Une professeure du Gers a appris qu’un appel au viol la visant avait circulé dans un groupe de discussion d’élèves en décembre 2025. Le jour même où elle a découvert les messages, l’enseignante a porté plainte, a consulté un médecin en présence de la proviseure de son établissement et a été placée en arrêt de travail pour deux mois.
Une procédure pénale a été ouverte pour « incitation au crime contre un agent public » et le parquet a confirmé qu’elle était toujours en cours. Dans le même temps, le rectorat a accordé à l’enseignante la protection fonctionnelle, mais cela n’a pas empêché le retour au lycée des élèves impliqués: à l’issue d’un conseil de discipline, ceux qui avaient participé ou réagi à l’appel au viol sont restés scolarisés dans l’établissement. Certains continuent même de suivre les cours de la professeure qu’ils avaient ciblée.
La situation prend toute sa portée au moment de la reprise de l’enseignante. Avant son retour, elle a demandé que les élèves concernés soient orientés vers d’autres classes. La direction de l’établissement et les services du rectorat auraient refusé cette demande. À la place, l’administration a décidé de retirer deux classes entières de son service, soit dix heures de cours hebdomadaires, et devait recruter une contractuelle pour assurer ces enseignements. La décision lui aurait été communiquée quelques heures seulement avant sa reprise.
Cette séquence heurte de front la logique de protection affichée par l’institution. Les politiques de lutte contre le harcèlement scolaire prévoient normalement l’éloignement de l’auteur des faits, et non de la victime.
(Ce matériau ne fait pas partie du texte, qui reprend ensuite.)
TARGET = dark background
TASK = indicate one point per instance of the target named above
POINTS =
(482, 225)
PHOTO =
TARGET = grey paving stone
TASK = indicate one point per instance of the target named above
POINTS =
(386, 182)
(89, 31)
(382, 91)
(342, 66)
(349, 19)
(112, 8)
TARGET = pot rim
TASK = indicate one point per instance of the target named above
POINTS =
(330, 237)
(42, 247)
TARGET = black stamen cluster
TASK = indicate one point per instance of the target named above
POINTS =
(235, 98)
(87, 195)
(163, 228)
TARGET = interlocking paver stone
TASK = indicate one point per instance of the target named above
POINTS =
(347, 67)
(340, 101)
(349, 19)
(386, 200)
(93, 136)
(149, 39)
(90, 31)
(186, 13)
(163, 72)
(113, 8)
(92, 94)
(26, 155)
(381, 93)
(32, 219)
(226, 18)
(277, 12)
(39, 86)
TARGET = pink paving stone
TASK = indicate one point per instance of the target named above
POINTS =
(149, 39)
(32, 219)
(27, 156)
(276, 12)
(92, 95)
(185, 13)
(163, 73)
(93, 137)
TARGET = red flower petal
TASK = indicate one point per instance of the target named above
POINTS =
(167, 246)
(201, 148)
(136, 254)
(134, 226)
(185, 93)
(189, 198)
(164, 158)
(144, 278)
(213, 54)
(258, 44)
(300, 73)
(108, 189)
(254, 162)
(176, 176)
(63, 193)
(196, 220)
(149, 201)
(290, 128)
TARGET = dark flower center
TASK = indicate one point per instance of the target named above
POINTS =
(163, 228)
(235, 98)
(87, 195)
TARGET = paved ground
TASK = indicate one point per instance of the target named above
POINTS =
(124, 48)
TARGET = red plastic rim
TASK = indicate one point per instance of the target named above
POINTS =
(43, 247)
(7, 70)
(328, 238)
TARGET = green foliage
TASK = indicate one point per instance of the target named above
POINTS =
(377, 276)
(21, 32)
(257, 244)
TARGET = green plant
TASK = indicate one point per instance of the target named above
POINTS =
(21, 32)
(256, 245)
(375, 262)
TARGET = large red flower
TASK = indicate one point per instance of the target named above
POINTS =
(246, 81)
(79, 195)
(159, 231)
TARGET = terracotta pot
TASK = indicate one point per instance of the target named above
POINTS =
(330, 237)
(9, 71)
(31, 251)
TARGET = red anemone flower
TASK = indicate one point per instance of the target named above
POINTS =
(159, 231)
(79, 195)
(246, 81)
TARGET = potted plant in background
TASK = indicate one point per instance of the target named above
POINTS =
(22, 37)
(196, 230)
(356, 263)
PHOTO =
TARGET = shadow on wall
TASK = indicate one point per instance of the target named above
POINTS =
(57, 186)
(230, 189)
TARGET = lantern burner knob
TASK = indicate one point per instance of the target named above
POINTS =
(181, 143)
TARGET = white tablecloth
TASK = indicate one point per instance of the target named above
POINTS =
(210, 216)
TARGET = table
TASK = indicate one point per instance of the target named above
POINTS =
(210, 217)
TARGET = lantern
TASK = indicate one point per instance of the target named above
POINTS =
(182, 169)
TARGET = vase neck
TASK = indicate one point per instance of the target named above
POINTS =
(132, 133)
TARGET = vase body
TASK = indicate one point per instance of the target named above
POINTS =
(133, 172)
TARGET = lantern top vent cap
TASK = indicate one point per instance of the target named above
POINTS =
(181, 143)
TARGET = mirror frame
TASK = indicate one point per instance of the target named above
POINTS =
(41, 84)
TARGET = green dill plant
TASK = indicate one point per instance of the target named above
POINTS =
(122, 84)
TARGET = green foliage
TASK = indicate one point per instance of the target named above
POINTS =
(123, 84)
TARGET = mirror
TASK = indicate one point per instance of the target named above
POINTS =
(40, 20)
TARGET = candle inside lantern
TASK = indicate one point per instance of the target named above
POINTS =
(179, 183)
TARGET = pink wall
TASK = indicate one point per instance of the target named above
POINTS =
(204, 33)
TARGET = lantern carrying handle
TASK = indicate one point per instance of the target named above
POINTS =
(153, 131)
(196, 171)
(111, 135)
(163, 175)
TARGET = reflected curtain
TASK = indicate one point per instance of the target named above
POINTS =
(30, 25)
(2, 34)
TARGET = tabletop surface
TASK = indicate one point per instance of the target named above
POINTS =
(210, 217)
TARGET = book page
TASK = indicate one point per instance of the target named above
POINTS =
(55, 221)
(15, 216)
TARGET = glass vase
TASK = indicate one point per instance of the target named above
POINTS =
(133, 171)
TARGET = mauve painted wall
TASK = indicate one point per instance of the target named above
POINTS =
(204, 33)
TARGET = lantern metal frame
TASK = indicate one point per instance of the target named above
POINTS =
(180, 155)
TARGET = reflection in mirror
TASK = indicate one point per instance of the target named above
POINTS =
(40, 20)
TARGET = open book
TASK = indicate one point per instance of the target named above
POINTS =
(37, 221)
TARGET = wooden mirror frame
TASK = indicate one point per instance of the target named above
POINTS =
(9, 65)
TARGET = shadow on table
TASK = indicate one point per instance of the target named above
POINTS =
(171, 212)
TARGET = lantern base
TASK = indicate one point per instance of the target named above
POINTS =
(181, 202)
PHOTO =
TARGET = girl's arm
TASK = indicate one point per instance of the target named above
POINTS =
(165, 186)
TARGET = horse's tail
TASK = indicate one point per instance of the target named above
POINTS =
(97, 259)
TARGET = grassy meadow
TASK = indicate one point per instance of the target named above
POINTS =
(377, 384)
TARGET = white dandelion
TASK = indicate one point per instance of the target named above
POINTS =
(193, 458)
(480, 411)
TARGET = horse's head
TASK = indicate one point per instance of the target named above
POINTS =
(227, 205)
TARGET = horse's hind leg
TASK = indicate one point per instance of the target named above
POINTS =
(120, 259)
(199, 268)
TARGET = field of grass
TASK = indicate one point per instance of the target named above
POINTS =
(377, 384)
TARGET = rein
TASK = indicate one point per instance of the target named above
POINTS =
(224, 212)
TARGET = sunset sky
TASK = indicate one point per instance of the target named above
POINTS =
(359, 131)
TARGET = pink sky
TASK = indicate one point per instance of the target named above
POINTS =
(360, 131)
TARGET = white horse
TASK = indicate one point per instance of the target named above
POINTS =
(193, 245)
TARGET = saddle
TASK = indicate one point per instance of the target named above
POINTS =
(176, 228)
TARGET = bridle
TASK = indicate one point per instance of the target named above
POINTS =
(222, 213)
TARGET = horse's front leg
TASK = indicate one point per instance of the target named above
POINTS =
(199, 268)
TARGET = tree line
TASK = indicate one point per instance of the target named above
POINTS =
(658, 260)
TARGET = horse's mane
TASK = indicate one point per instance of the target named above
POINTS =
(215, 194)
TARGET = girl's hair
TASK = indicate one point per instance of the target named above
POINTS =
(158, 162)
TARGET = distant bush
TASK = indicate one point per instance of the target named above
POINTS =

C’est précisément ce que dénonce Sud Éducation Gers, qui estime que l’administration a voulu « préserver les relations entre les directions d'établissement et les familles des élèves concernés ». Le syndicat résume la situation d’une formule sévère: « Elle subit là une double sanction: au traumatisme lié à l'agression sexuelle s'ajoute l'impossibilité d'exercer auprès de ses élèves ». Il ajoute: « La réalité de terrain est toute autre » et parle d’une « protection de façade ».
Pour Sud Éducation Gers, cette affaire dit moins les principes que leur application concrète. « Nous exigeons que la protection des personnels ne soit plus un slogan, mais une réalité immédiate. » Dans les faits, l’enseignante a bien obtenu une protection fonctionnelle, mais elle a aussi perdu une partie de son service, au profit d’un dispositif qui laisse en place les élèves visés par la plainte et l’appel au viol. C’est là que se joue désormais l’essentiel: non pas la reconnaissance du danger, mais la manière dont l’institution choisit, ou non, de tenir la victime à distance de ceux qui l’ont exposée.